US 12,333,637 B1
	AI-driven foreground stylization using diffusion and object detection
Roman Degtiarev, Tbilisi (GE); and Tikhon Vorobev, Saint Petersburg (RU)
Assigned to Glam Labs, Inc., San Francisco, CA (US)
Filed by Glam Labs, Inc., San Francisco, CA (US)
Filed on Jan. 27, 2025, as Appl. No. 19/038,477.
Application 19/038,477 is a continuation in part of application No. 18/748,397, filed on Jun. 20, 2024, granted, now 12,211,180.
This patent is subject to a terminal disclaimer.
Int. Cl.
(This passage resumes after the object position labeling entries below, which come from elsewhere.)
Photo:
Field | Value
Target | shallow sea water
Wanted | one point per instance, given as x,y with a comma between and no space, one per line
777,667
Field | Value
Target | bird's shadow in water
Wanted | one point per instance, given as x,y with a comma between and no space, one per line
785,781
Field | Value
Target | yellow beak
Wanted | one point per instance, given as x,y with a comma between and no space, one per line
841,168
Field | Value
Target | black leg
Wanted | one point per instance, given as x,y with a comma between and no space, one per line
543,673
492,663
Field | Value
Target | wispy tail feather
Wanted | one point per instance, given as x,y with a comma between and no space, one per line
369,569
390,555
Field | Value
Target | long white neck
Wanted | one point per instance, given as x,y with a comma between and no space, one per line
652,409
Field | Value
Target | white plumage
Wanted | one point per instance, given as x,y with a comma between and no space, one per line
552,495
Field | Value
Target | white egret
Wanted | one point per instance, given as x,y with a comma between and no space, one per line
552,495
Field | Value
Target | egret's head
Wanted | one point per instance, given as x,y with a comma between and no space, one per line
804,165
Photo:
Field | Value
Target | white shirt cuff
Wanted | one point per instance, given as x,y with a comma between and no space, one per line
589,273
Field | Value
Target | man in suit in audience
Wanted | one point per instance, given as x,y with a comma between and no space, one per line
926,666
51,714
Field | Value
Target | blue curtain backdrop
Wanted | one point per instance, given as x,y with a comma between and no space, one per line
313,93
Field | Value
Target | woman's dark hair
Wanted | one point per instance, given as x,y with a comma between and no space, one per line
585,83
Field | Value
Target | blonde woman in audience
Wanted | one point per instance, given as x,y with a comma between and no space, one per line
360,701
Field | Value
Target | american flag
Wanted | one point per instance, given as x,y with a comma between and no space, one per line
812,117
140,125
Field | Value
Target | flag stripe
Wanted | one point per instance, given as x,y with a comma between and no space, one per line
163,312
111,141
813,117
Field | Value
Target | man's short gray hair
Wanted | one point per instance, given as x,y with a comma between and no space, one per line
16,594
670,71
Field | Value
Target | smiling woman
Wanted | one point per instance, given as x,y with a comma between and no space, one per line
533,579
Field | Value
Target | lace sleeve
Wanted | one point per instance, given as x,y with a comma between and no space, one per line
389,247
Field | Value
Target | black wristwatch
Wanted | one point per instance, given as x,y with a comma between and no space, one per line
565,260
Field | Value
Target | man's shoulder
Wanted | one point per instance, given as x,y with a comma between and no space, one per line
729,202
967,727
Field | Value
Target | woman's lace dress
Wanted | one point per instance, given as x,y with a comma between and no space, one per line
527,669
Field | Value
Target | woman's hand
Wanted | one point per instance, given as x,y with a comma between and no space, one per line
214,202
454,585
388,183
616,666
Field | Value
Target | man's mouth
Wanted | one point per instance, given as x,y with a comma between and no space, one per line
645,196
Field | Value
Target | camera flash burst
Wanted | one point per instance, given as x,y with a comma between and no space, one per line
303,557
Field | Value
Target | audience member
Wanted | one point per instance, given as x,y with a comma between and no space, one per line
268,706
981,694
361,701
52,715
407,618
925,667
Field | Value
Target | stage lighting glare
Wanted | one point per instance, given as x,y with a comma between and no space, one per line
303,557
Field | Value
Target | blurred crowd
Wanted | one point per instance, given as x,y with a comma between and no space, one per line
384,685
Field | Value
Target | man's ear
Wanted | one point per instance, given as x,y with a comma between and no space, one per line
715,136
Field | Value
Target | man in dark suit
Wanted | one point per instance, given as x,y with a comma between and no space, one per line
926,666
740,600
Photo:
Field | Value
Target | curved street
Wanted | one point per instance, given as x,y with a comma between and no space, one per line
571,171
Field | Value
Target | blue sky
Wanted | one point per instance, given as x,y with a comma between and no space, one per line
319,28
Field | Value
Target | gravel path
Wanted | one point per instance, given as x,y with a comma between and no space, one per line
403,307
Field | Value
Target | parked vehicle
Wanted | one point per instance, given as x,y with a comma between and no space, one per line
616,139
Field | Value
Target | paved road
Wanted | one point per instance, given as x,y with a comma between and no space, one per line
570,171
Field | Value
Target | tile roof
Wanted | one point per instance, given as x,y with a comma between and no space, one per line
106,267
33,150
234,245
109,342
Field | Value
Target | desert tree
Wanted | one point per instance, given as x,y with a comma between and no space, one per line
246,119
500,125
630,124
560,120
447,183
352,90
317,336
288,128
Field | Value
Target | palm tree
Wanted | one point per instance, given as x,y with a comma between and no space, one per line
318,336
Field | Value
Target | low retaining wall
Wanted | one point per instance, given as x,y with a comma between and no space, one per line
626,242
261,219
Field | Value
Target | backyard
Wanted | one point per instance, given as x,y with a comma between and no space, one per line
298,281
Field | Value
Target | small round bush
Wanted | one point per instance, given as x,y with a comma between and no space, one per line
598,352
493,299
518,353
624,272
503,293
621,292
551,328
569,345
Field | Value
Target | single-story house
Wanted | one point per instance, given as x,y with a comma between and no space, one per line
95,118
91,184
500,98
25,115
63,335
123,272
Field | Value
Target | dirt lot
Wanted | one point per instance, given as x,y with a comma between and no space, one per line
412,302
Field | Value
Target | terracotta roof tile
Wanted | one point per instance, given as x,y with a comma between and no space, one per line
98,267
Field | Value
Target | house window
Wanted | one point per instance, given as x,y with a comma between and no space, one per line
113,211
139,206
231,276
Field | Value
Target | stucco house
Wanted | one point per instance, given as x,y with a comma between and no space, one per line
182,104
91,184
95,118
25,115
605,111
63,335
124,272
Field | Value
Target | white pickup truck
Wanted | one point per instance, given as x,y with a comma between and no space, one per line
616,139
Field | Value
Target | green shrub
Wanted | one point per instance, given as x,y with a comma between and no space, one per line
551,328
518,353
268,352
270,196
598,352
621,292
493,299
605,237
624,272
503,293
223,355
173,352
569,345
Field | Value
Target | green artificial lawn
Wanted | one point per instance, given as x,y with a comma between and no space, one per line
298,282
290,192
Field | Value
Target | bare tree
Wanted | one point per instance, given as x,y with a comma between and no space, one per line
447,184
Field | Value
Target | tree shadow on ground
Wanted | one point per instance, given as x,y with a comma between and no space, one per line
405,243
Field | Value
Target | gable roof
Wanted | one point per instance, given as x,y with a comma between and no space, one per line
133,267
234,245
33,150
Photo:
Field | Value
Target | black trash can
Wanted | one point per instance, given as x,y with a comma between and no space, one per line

G06T 11/60 (2006.01); G06T 5/50 (2006.01); G06T 5/60 (2024.01); G06T 5/70 (2024.01)

CPC G06T 11/60 (2013.01) [G06T 5/50 (2013.01); G06T 5/60 (2024.01); G06T 5/70 (2024.01); G06T 2207/20081 (2013.01); G06T 2207/20084 (2013.01); G06T 2207/30196 (2013.01)]

16 Claims

1. A method comprising:

receiving an image including an object;

receiving a text including at least one instruction for transforming the object;

extracting, from the image, a foreground image corresponding to the object;

determining, based on the image, a mask corresponding to the object;

encoding the foreground image into an image latent;

extracting, from the image, using a third neural network, at least one feature associated with the object, wherein the object includes a person and the at least one feature includes one or more of the following: an ethnicity of the person, a gender of the person, an age of the person, and an orientation of body of the person with respect to a plane of the image;

updating the text with the at least one feature to obtain an updated text;

encoding the updated text into a text embedding;

randomly generating a first noise for the image latent;

combining the first noise and the image latent to obtain a noisy image latent;

providing the noisy image latent and the text embedding to a first neural network to generate a second noise;

removing the second noise from the noisy image latent to obtain a denoised image latent;

decoding, using a second neural network, the denoised image latent into an output image; and

generating a result image based on the mask, the output image, and the image.